La légende de Jack l’Éventreur fascine depuis des générations, et le cinéma n’y est pas resté insensible. Parmi tous les films qui se sont inspirés du premier tueur en série médiatique, From Hell ne cherche pas la réalité historique, et pour cause. Les frères Hughes ont adapté une bande-dessinée d’Alan Moore et Eddie Campbell et leur adaptation, comme l’œuvre originale, ne se soucie guère du fait que l’on n’a jamais retrouvé le coupable et que l’on ne sait toujours pas qui était Jack l’Éventreur. From Hell est une enquête menée jusqu’au bout, avec un coupable désigné à la fin du film, mais au fond, l’identité du meurtrier n’est peut-être pas ce qu’il y a de plus important. La vraie réussite du film, c’est son ambiance particulièrement glauque du Londres de la fin du XIXe siècle. Rien que pour elle, le long-métrage mérite d’être (re)vu…
From Hell a le mérite de nous plonger dès les premières minutes dans un Londres fin de XIXe siècle suffoquant et étonnamment réaliste, du moins dès lors que l’on abandonne les plans larges qui évoquent plus des peintures pour se perdre dans les rues sombres de la capitale britannique.

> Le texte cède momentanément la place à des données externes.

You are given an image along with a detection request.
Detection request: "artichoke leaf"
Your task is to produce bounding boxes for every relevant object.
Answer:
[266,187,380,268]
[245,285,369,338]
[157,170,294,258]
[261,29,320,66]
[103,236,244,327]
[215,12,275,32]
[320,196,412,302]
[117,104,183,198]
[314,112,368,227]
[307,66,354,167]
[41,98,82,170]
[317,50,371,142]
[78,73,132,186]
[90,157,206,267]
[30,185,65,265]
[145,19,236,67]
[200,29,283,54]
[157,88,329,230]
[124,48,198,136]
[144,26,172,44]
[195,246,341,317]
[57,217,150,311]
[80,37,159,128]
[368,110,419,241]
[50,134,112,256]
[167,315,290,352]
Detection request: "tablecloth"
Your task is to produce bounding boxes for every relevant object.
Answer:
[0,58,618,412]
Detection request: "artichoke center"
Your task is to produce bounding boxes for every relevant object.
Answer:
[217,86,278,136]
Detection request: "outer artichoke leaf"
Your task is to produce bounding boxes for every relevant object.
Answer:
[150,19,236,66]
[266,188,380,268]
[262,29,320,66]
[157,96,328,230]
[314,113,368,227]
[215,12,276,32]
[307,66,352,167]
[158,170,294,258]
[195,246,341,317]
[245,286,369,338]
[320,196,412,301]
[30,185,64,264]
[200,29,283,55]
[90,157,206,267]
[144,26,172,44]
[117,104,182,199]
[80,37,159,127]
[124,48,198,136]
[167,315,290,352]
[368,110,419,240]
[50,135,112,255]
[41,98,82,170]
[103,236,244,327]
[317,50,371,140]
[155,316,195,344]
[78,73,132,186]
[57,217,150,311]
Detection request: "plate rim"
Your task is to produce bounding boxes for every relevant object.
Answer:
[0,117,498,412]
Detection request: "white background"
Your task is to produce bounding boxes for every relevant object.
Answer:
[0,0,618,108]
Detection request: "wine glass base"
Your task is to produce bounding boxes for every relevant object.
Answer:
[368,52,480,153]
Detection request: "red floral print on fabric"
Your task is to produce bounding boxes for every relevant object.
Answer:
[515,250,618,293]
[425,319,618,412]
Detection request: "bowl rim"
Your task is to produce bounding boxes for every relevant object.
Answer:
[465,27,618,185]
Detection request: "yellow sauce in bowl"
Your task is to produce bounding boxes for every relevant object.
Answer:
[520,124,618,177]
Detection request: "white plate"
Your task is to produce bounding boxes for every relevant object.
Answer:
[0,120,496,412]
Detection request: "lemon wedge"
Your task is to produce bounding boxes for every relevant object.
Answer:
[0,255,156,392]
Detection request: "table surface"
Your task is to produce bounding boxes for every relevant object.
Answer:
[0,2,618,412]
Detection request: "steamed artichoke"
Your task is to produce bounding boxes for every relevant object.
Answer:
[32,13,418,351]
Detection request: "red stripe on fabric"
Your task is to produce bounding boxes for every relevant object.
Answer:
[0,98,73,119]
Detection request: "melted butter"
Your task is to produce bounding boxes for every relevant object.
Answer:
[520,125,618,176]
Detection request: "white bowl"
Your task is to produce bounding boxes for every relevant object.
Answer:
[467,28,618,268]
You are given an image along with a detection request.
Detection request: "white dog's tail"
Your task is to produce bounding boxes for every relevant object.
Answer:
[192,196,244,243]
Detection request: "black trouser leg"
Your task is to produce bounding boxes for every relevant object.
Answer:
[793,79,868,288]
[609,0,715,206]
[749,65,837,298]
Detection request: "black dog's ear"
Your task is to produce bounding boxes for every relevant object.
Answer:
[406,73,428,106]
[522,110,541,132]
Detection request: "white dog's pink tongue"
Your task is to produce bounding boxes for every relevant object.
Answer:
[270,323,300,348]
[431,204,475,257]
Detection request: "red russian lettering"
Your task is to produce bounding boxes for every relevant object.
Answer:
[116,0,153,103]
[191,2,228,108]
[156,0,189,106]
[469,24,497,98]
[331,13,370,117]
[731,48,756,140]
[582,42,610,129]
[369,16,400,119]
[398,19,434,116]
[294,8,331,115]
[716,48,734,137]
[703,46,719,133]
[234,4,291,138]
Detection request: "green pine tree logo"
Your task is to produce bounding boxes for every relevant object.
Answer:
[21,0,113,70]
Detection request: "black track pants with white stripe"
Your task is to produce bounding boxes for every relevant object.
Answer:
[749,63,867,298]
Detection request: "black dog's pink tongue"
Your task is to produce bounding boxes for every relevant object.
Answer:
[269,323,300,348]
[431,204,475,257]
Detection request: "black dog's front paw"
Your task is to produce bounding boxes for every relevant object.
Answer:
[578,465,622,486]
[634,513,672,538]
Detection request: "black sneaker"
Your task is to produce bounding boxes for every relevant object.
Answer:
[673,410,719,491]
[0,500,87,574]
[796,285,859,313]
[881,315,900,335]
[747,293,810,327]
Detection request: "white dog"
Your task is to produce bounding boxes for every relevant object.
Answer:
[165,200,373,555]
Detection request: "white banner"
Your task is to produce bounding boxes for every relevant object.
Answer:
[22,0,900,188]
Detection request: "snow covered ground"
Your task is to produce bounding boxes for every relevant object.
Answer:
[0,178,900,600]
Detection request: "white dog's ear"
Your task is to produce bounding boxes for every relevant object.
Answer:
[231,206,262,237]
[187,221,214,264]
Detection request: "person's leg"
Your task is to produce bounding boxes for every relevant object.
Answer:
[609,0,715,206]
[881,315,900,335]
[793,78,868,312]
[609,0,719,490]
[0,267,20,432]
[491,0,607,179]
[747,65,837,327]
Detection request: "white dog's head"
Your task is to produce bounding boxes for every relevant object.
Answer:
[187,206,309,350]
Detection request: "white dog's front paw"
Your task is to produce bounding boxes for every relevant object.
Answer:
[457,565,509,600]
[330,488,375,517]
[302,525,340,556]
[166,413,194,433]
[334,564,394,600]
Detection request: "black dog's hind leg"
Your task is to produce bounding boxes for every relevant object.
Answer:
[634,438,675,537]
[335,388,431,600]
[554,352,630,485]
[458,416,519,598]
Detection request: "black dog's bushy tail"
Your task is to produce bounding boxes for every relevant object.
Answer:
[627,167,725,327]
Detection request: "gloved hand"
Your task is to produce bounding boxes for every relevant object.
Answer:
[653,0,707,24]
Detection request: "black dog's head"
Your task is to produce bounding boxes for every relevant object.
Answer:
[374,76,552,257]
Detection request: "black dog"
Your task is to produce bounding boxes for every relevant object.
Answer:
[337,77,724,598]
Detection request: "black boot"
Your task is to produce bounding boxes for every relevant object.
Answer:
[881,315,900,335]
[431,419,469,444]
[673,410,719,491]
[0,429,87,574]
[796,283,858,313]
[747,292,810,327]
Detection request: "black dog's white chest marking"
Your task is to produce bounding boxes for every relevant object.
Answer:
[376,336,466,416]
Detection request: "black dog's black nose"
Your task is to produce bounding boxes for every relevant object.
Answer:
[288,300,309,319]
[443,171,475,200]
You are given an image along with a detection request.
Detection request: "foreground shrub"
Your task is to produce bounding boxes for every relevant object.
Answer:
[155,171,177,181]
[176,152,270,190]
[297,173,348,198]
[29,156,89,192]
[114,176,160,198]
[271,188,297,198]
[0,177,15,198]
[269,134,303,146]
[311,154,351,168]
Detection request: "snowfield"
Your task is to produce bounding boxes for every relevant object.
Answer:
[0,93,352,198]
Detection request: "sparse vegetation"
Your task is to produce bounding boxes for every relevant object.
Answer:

Albert et Allen Hughes ont su exploiter toute la noirceur qui était déjà présente dans la bande-dessinée originale, pour l’adapter au cinéma et c’est vraiment efficace. On ne voit pas grand-chose, mais on en voit assez pour prendre la mesure de la crasse ambiante et même si on ne peut pas respirer à travers l’écran, l’imagination fait le reste. C’est dans ce contexte qu’un premier meurtre sauvage est commis : une prostituée est retrouvée morte, ce qui n’a rien d’anormal apparemment à cette époque, surtout dans le quartier pauvre de Whitechapel où il a eu lieu. En revanche, le crime commis est si abominable que l’on fait appel à l’inspecteur Frederick Abberline — un personnage historique d’ailleurs — connu à l’époque pour ses intuitions brillantes. En fait, l’homme est un opiomane qui a des visions quand il se drogue, mais il est effectivement très bon pour trouver un meurtrier. Et dans cette affaire, il sent que ce n’est pas un ouvrier ou un boucher étranger, comme ses supérieurs le souhaiteraient, qui est à l’origine du crime. From Hell ouvre ainsi une enquête qui mène l’inspecteur jusqu’au sommet de l’État : le film se concentre sur le mystère de l’identité du tueur, même si on a assez vite une idée, au moins sur son statut. Les frères Hughes mêlent plutôt habilement la Franc-Maçonnerie à tout cela et on ne sait pas vraiment qui est responsable avant le grand dévoilement. L’ensemble tient la route, mais on retiendra surtout l’ambiance et l’univers, ainsi que la performance de Johnny Depp. Pas encore encombré des tics développés dans la saga Pirates des Caraïbes, l’acteur exploite remarquablement bien ce grain de folie qui fait sa réputation et il est parfait pour ce rôle.
À défaut d’être la vision la plus fidèle du mythe de Jack l’Éventreur, From Hell offre une plongée particulièrement réussie dans la vie londonienne de la fin du XIXe siècle. Les frères Hughes y déploient une enquête bien ficelée, mais on retient surtout l’ambiance et ces rues si sombres que la mort y semble presque normale. Ce n’est pas un grand film, mais c’est un divertissement plaisant, à condition d’accepter un peu d’hémoglobine et de chairs sanguinolentes : l’interdiction au moins de 12 ans n’est pas usurpée.